Simply Amazing: Kagan Hasn’t Recused Herself from Obamacare
Evidence continues to mount that Supreme Court Justice Elena Kagan is not able to impartially decide the constitutionality of Obamacare when it comes before the Court later this year. As the RNLA pointed out last week, two legal watchdog groups have both recently taken positions advocating Justice Kagan’s recusal.
Those positions have now grown stronger in the wake of a newly released e-mail exchange between then Solicitor General Kagan and law professor Larry Tribe, then also with the Department of Justice. In their discussion, dated March 21, 2010, General Kagan can barely contain her excitement at the prospect that the months-long political fiasco that preceded Obamacare’s passage is finally at an end. In response to Mr. Tribe’s email with the subject line, “fingers and toes crossed today!” Kagan enthusiastically responds, “I hear they have the votes, Larry!! Simply amazing.”
This latest belated disclosure of General Kagan’s understandably partisan posture regarding Obamacare has prompted Senator Jeff Sessions, of the Senate Judiciary Committee, to submit a series of follow-up questions to Attorney General Eric Holder regarding General Kagan and Obamacare. In the November 15 letter, he also criticized the Department of Justice’s apparent stonewalling of legitimate information requests and the lack of satisfactory explanations for contradictory testimony. Senator Sessions described Attorney General Holder’s insolence thusly:
I am deeply disturbed by these developments and believe that the Justice Department should have provided these documents to the Senate Judiciary Committee during Justice Kagan’s confirmation hearing. The Department’s failure to provide this information to Congress and to comply with FOIA requests, as well as your apparent inattention to these matters, is unacceptable.

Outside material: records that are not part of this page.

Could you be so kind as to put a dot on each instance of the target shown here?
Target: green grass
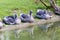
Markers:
(25, 6)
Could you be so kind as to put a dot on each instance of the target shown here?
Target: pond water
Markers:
(53, 33)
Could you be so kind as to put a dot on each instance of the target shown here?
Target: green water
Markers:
(53, 33)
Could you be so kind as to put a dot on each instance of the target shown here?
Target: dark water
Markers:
(49, 31)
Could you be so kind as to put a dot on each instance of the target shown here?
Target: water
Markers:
(53, 33)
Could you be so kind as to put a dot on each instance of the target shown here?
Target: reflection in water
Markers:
(1, 36)
(8, 35)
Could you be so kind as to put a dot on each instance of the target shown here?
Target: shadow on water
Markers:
(49, 31)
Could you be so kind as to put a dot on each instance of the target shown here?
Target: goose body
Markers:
(27, 18)
(43, 14)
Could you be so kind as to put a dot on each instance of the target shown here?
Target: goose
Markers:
(43, 14)
(27, 18)
(11, 20)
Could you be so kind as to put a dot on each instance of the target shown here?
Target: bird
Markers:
(27, 17)
(1, 25)
(43, 14)
(12, 19)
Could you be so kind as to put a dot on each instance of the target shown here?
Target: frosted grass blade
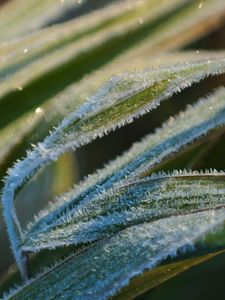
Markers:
(175, 135)
(103, 269)
(120, 101)
(157, 197)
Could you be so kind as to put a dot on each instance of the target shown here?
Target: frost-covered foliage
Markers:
(126, 210)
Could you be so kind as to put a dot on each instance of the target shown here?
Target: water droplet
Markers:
(19, 87)
(200, 5)
(39, 110)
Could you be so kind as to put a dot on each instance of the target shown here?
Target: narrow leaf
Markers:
(103, 269)
(153, 198)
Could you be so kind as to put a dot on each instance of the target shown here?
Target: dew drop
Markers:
(39, 110)
(19, 88)
(200, 5)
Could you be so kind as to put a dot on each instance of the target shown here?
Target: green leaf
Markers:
(153, 198)
(67, 56)
(143, 157)
(120, 101)
(103, 269)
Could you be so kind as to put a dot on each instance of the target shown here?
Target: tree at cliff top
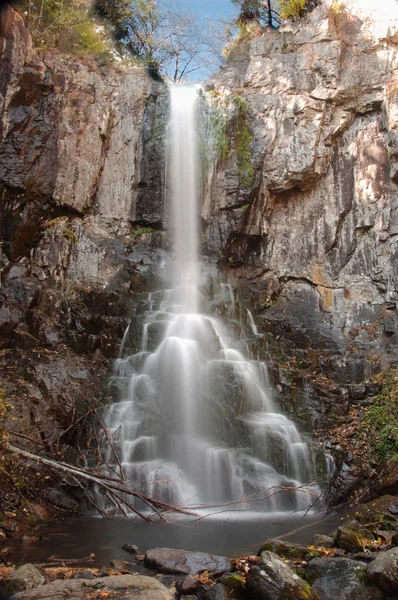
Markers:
(68, 25)
(268, 13)
(169, 39)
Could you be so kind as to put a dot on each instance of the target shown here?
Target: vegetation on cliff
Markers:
(67, 25)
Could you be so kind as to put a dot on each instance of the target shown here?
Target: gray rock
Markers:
(169, 560)
(384, 570)
(124, 587)
(273, 579)
(341, 579)
(83, 575)
(325, 541)
(26, 577)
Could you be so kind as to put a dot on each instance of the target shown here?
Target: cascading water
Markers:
(195, 424)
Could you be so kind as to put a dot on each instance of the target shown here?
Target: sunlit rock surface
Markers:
(314, 236)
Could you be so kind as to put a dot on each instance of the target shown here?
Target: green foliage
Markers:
(68, 25)
(5, 408)
(255, 12)
(220, 132)
(243, 146)
(140, 231)
(289, 9)
(380, 422)
(70, 235)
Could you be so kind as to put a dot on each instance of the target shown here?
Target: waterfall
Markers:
(195, 423)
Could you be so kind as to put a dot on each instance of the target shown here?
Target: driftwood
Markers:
(113, 489)
(120, 497)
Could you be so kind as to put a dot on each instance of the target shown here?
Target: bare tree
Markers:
(171, 40)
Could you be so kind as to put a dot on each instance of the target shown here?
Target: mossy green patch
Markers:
(380, 423)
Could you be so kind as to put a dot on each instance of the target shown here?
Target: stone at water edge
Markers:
(351, 536)
(384, 570)
(122, 587)
(325, 541)
(273, 579)
(341, 579)
(24, 578)
(183, 562)
(187, 586)
(131, 548)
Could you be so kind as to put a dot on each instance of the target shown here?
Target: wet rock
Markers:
(83, 575)
(234, 583)
(325, 541)
(27, 577)
(61, 499)
(384, 571)
(289, 550)
(341, 579)
(187, 586)
(118, 565)
(352, 536)
(170, 560)
(131, 548)
(275, 580)
(365, 557)
(124, 587)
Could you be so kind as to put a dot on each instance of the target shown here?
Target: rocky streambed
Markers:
(359, 560)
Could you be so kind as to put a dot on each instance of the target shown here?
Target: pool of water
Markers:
(229, 534)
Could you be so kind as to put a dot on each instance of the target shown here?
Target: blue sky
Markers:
(209, 8)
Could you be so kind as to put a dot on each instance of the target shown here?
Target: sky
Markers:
(209, 8)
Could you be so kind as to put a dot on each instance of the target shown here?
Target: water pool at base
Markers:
(229, 534)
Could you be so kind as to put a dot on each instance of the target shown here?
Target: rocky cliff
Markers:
(301, 209)
(315, 233)
(81, 201)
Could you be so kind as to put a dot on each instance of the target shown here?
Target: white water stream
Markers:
(195, 423)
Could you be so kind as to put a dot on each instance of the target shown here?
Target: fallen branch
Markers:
(111, 488)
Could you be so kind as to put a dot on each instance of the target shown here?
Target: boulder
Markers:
(289, 550)
(234, 583)
(341, 579)
(275, 580)
(170, 560)
(352, 536)
(324, 541)
(122, 587)
(384, 571)
(24, 578)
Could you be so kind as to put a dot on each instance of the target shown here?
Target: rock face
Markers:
(341, 579)
(384, 571)
(25, 578)
(314, 235)
(79, 173)
(274, 580)
(170, 560)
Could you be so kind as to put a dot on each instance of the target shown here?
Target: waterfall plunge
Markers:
(195, 424)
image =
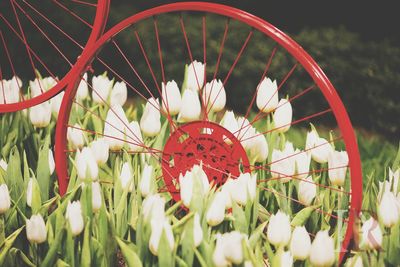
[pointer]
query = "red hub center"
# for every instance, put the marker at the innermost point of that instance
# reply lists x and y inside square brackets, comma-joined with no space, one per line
[204,142]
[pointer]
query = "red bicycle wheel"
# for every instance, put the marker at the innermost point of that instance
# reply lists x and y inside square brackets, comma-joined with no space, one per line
[43,40]
[223,38]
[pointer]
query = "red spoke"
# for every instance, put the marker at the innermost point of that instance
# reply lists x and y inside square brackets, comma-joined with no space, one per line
[232,67]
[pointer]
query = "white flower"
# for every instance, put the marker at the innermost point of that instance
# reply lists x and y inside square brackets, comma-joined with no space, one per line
[283,163]
[74,217]
[388,211]
[101,89]
[146,180]
[279,231]
[75,136]
[153,208]
[86,164]
[157,228]
[55,102]
[100,150]
[172,99]
[191,107]
[371,235]
[134,137]
[114,127]
[96,196]
[318,147]
[214,95]
[216,212]
[126,177]
[267,95]
[322,251]
[307,191]
[5,201]
[150,122]
[283,116]
[300,244]
[40,114]
[336,164]
[195,76]
[82,91]
[36,229]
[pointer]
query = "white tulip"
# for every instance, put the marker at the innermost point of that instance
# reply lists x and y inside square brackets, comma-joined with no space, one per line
[336,164]
[126,177]
[322,251]
[216,212]
[82,91]
[307,191]
[191,107]
[371,235]
[114,128]
[283,116]
[5,201]
[76,136]
[55,102]
[96,196]
[101,86]
[36,229]
[157,228]
[153,208]
[150,122]
[146,180]
[300,244]
[283,163]
[86,164]
[214,95]
[40,115]
[172,99]
[74,217]
[100,150]
[267,95]
[195,76]
[388,211]
[279,231]
[119,94]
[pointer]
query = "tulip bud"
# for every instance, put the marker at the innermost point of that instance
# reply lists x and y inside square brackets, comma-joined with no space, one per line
[126,177]
[75,136]
[283,163]
[283,116]
[216,212]
[214,95]
[119,94]
[86,164]
[101,89]
[300,244]
[146,182]
[371,235]
[96,196]
[40,114]
[388,211]
[172,99]
[5,201]
[194,76]
[267,95]
[100,150]
[150,122]
[74,217]
[278,231]
[336,164]
[157,228]
[322,251]
[307,191]
[191,107]
[36,229]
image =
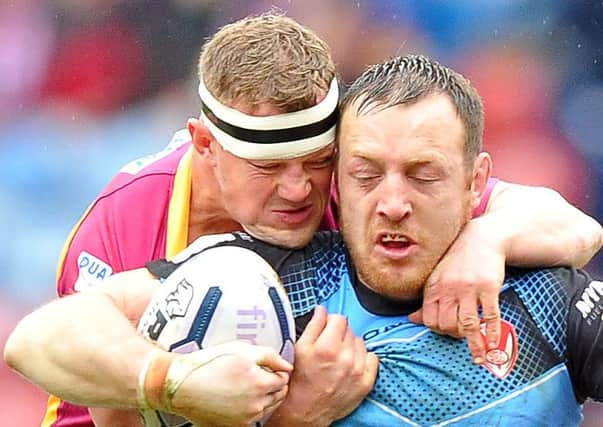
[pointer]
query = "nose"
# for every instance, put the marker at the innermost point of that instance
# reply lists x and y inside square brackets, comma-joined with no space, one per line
[294,184]
[394,199]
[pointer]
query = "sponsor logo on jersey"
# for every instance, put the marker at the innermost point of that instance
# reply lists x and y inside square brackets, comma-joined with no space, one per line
[178,301]
[501,360]
[91,271]
[590,304]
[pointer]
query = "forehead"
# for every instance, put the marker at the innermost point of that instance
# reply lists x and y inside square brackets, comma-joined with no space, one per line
[429,125]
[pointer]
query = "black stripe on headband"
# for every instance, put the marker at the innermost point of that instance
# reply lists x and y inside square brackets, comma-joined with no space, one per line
[275,135]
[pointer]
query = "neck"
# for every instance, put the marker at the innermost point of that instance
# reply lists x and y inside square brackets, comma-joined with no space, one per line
[207,212]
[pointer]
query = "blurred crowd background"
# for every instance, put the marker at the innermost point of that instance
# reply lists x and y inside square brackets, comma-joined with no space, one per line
[86,86]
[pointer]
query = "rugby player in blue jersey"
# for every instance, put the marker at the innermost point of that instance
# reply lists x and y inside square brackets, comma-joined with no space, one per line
[410,171]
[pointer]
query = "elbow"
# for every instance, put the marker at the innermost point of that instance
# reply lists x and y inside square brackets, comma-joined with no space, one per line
[17,347]
[592,241]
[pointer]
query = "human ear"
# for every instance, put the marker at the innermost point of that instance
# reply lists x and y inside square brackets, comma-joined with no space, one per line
[482,170]
[201,137]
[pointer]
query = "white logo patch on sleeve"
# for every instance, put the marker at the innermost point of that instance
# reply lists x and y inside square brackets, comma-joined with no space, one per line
[91,271]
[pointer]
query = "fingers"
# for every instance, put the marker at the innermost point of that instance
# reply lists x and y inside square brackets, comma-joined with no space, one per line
[469,327]
[275,400]
[416,317]
[448,318]
[491,315]
[314,327]
[270,359]
[367,365]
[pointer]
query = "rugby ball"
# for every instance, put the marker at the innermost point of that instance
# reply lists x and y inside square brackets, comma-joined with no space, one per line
[222,294]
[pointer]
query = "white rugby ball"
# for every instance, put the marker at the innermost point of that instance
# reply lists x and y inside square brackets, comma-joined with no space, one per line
[223,294]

There needs to be a complete review of Justice Kagan’s impartiality by the proper congressional committees with the Department of Justice’s complete and prompt cooperation. When the Supreme Court granted cert to the Obamacare case last week, Justice Kagan did not announce that she would recuse herself. There seems to be more evidence raising concerns about whether she can really be impartial. Yet she has shown no indication that she will recuse herself. Now, Larry, that is what is ‘simply amazing.’